In the course of our studies, we contribute to the development of a general theory for the characterization of metastable features and the time-scales on which they are observed.  We also apply this general theory to the novel problem of statistical inference of time-series which appear to exhibit several metastable regimes, such as those observed in time series generated by multi-agent systems.

Selected Publications

  1. Adams ZP, MacLaurin J. The isochronal phase of stochastic PDE and integral equations: Metastability and other properties. Journal of Differential Equations. 2025; 414: 773-816.
  2. Adams ZP. Quasi-Ergodicity of transient patterns in stochastic reaction-diffusion equations.
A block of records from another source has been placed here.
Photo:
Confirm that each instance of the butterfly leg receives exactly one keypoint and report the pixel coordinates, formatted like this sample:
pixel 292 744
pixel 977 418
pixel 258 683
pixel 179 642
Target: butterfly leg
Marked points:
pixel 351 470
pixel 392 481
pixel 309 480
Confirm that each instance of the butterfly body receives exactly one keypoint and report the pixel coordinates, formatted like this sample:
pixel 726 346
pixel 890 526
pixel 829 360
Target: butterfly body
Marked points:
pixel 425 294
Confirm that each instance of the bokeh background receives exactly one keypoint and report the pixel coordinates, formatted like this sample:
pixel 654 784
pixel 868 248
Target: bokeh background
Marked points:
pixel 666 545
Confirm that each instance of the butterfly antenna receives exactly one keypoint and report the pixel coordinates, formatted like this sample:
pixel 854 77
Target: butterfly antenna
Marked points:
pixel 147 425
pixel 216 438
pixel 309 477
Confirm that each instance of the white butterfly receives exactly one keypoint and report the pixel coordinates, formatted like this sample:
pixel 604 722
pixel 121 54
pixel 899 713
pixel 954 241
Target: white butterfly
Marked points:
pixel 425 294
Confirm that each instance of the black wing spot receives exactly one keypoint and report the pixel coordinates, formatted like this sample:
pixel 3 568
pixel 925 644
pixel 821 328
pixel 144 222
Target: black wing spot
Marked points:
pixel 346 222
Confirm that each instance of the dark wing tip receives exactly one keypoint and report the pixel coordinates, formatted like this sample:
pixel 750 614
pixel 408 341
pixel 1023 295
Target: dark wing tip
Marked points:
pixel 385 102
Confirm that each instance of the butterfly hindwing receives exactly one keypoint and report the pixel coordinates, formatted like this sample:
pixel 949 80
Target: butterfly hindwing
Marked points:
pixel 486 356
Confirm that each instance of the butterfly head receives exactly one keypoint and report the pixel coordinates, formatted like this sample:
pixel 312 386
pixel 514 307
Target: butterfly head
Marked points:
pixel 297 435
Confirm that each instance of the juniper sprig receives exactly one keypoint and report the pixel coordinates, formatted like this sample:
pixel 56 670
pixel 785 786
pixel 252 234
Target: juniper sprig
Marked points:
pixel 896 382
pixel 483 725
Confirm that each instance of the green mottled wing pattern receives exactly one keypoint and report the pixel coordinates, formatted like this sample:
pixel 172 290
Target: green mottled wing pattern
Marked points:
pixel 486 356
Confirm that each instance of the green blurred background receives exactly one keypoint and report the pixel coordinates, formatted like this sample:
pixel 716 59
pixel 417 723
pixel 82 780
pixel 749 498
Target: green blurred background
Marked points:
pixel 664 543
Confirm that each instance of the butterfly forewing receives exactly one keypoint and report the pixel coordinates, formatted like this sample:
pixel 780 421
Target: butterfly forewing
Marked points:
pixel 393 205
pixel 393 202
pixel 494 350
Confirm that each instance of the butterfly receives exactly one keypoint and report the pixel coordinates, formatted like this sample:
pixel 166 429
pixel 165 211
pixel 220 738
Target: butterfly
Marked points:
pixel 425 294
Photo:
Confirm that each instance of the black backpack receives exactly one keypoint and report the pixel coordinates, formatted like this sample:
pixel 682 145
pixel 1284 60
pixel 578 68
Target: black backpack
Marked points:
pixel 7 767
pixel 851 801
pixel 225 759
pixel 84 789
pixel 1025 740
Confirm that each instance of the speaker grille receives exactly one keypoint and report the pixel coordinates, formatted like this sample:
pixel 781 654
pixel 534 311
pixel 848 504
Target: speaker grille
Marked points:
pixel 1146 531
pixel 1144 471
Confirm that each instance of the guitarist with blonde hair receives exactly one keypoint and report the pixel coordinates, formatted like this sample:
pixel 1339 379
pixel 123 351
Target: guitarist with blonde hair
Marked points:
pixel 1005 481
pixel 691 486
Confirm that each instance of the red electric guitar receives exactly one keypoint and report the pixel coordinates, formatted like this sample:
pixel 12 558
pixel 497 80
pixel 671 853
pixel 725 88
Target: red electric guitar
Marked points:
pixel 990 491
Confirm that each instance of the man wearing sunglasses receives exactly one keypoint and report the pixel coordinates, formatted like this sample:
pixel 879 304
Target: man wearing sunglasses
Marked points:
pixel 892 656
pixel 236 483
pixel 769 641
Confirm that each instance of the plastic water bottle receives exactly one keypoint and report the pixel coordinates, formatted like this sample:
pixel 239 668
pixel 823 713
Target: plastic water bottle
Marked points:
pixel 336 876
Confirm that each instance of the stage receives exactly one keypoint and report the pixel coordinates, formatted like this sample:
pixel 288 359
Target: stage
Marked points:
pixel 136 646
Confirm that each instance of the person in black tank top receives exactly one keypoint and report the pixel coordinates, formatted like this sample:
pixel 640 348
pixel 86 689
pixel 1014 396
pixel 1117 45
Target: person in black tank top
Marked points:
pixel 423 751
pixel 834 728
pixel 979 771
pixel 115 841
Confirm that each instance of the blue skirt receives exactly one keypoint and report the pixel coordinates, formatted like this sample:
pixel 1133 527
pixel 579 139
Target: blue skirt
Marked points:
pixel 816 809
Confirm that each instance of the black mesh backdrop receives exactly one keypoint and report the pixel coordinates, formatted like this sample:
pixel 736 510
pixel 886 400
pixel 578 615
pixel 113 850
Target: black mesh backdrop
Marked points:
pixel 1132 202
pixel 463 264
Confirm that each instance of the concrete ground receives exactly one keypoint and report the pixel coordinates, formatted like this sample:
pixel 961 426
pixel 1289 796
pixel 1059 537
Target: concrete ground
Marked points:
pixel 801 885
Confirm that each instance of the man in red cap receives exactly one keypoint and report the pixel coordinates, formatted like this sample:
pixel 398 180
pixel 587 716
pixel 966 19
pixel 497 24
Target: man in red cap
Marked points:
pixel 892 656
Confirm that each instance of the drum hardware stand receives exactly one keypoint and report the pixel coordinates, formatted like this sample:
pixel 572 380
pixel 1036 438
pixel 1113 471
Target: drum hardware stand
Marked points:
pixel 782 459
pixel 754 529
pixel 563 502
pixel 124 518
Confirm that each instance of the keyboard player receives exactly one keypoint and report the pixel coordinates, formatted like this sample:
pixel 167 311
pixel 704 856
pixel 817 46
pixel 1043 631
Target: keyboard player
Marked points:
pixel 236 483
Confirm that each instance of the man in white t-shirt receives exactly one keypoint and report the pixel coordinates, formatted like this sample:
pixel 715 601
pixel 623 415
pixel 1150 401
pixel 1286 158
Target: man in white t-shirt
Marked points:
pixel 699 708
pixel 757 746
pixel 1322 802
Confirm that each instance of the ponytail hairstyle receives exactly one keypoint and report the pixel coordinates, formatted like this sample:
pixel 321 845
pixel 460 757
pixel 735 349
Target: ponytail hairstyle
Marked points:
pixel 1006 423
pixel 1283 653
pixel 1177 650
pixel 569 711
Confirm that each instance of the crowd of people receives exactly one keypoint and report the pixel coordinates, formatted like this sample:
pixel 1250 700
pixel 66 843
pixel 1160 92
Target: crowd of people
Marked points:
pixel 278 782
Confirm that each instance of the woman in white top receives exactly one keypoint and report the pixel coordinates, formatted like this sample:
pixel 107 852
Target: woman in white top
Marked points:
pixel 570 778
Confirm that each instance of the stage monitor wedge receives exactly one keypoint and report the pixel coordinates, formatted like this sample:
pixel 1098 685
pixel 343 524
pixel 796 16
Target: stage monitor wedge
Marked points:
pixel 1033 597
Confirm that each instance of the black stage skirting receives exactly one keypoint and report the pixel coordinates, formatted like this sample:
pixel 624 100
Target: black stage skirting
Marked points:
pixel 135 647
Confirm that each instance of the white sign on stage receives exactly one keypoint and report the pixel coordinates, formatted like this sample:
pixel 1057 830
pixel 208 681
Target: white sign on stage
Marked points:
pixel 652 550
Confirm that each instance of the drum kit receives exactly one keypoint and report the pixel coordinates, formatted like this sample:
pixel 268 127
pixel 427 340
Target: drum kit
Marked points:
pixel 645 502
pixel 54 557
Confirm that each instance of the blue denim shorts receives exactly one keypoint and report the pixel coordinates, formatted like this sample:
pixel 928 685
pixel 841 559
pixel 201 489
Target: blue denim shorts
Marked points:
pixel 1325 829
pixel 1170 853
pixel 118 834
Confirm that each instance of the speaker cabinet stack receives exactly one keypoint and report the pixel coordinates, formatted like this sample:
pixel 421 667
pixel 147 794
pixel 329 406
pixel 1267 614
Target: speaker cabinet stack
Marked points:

Electronic Journal of Probability. 2024;29:1-29.
  3. Adams ZP. Existence, regularity, and a strong Itô formula for the isochronal phase of SPDE. Electronic Communications in Probability. 2024;29:1-2.
  4. Adams ZP, Mukherjee S. Meta-posterior consistency for the Bayesian inference of metastable systems. arXiv preprint arXiv:2408.01868. 2024.
  5. Venegas-Pineda LG, Jardón-Kojakhmetov H, Engel M, Heitzig J, Eser MC, Cao M. Strategic control for a Boltzmann like decision-making model. arXiv preprint arXiv:2405.10915. 2024 May 17.

Selected Pictures

Schematic depicting metastability. A trajectory starting at μ rapidly converges to a manifold M of metastable states. The trajectory exhibits slow motion on this manifold. In the systems we study, trajectories eventually leave the vicinity of the manifold due to stochastic forcing.

Dynamical metastability in a system of weakly interacting particles.  Each curve represents the distribution of the system of particles at a different point in time, as indicated by the color bar on the right.  In this figure, we observe the rapid convergence of the system of particles to a metastable “droplet state”.  On much longer timescales, the droplet state disperses, and the distribution of the particles tends to zero at each point on the real line.